Partners emphasized that accountability must also extend to ensuring universal access to SRHR services, recognizing them as a cornerstone of progress in reducing maternal and child mortality.
These statements reinforce the importance of the work led by PMNCH and the GLN to institutionalize reporting on WCAH in regional mechanisms
A personal testimony of the importance of investing in WCAH: Presidential Opening Intervention
In his opening address, President Hakainde Hichilema of Zambia set the tone for RC75 with a deeply personal reflection: “I was born in a health center with no water, no electricity. My grandmother was the birth attendant.” This memory, he emphasized, remains a reality for too many African women and children today, where access to skilled attendants and essential services is too often left to chance.
The President outlined Zambia’s ongoing reforms: expanding health facilities closer to communities, recruiting not just baseline staff but also specialists, linking health and education so that over 2 million children could return to school, and ensuring a minimum package of services even in fragile contexts.
Looking beyond Zambia, he called on all African leaders to act decisively on four priorities: investing in resilient health systems, accelerating local manufacturing, strengthening regional solidarity, and aligning with global health frameworks.

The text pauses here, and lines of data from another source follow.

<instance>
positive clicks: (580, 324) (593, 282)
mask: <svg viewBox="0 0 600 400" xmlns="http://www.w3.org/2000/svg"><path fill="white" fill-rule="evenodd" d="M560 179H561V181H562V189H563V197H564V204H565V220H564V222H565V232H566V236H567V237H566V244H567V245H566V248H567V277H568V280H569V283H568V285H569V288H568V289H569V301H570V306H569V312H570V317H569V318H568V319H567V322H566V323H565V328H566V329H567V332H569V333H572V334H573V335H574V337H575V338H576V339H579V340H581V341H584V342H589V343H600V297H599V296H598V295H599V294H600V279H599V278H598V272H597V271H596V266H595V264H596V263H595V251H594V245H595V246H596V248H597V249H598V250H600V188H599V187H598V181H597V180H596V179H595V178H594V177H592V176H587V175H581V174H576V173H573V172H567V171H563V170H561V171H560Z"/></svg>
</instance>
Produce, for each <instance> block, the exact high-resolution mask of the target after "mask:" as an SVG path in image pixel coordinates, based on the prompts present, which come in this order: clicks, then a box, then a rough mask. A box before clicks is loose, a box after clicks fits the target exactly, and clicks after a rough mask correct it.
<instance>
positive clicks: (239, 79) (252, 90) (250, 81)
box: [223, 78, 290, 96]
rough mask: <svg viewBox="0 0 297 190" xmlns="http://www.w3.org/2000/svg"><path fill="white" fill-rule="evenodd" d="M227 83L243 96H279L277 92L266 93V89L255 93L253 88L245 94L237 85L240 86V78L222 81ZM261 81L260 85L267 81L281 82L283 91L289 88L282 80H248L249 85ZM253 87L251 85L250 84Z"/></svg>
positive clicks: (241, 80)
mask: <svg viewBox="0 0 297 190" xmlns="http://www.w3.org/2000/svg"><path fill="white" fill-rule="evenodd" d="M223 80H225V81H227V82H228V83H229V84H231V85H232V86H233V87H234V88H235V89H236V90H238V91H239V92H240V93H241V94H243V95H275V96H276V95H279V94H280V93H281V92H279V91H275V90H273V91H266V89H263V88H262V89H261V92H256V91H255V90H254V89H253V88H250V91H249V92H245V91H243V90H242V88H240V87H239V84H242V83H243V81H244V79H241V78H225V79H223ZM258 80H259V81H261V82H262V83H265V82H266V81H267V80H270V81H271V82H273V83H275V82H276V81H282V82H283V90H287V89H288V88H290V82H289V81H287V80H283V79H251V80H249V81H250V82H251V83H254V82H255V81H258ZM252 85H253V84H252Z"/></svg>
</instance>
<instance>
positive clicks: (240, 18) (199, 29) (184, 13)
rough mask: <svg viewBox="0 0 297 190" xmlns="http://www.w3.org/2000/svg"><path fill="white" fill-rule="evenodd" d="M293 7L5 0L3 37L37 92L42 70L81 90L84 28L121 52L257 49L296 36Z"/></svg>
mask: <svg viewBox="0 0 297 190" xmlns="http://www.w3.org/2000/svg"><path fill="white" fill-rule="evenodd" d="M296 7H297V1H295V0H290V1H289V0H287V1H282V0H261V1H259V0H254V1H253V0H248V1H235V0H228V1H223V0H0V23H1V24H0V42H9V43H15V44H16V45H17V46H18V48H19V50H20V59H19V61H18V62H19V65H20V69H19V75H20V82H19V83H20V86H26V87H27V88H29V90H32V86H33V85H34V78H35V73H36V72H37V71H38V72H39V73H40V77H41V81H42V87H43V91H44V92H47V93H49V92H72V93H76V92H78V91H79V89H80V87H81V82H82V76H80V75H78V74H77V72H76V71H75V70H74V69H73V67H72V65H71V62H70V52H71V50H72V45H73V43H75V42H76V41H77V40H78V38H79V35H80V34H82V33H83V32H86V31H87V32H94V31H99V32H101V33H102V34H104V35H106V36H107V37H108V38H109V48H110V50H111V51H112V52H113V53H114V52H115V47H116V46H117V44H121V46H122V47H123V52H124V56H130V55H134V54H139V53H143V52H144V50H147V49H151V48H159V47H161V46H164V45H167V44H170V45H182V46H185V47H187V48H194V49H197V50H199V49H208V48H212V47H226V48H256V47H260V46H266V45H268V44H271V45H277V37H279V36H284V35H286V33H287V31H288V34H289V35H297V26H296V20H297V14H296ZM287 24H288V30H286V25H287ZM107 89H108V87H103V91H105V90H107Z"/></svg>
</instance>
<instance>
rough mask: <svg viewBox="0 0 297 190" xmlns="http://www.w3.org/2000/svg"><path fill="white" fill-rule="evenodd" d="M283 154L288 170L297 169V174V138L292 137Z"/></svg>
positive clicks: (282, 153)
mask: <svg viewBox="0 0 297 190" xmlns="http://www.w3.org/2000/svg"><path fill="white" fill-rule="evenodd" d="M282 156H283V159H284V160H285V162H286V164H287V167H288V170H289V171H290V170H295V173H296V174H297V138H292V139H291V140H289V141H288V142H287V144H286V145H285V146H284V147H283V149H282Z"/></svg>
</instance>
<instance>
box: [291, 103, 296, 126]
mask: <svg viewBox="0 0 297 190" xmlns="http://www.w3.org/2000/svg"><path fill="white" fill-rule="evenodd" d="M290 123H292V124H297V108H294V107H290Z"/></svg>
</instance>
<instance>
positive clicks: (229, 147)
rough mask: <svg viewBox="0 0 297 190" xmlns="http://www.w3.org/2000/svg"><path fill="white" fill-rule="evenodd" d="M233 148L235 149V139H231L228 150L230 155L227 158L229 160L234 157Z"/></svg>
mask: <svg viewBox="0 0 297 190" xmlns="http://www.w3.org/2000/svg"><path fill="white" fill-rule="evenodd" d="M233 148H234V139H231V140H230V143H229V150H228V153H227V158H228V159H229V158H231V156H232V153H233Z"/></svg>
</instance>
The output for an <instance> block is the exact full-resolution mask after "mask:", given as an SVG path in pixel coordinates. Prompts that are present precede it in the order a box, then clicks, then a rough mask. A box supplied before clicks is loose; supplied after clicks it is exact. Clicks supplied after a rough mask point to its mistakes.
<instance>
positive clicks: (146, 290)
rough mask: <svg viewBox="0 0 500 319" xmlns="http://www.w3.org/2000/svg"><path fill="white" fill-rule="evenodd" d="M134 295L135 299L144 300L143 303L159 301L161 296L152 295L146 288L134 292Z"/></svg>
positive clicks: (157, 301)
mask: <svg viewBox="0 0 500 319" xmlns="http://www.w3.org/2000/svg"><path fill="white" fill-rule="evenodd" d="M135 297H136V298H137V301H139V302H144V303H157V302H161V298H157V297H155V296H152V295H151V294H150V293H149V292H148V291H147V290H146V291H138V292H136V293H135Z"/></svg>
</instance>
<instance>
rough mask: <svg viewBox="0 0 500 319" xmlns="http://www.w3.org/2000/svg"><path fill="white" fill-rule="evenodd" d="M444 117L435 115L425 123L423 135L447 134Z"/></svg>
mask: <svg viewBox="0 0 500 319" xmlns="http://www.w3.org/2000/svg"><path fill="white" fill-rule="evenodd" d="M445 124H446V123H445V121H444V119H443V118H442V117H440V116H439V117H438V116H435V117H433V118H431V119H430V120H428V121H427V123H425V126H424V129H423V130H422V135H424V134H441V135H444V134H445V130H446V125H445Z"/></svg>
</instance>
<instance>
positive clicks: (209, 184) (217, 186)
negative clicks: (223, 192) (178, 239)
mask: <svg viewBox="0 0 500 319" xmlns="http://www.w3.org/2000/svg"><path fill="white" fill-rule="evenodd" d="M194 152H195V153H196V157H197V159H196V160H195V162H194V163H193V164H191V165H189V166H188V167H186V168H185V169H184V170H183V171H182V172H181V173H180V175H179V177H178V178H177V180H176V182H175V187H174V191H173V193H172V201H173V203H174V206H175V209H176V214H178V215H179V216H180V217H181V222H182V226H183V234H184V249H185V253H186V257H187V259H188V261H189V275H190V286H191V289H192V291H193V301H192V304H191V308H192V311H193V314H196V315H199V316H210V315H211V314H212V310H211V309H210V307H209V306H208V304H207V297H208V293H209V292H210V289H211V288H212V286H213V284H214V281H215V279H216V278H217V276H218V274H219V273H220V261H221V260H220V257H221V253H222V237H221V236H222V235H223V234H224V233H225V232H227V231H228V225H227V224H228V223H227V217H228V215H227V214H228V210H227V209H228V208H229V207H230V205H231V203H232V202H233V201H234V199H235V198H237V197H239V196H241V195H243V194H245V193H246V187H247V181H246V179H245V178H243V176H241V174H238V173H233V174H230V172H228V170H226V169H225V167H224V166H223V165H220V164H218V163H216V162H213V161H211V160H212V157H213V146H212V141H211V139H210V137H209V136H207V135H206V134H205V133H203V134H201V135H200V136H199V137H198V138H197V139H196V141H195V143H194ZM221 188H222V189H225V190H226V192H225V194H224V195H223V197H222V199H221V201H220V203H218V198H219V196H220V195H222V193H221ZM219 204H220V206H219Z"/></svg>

He reflected on the recent cuts in development funding noting that “these challenges are only beginning, therefore we need to respond positively and aggressively. We must see the opportunity in challenges,” he concluded, committing Zambia to lead in vaccine manufacturing and urging peers to transform dependency into agency.
The high level of engagement during RC75 reflects the continued priority Member States and partners place on advancing WCAH. With WHO’s support, and in alignment with President Hichilema’s call to reposition health as sovereignty, security, and growth, the African Region aims to strengthen health systems as the foundation for accelerated progress - ensuring that every woman, child, and adolescent in Africa can survive, thrive, and reach their full potential.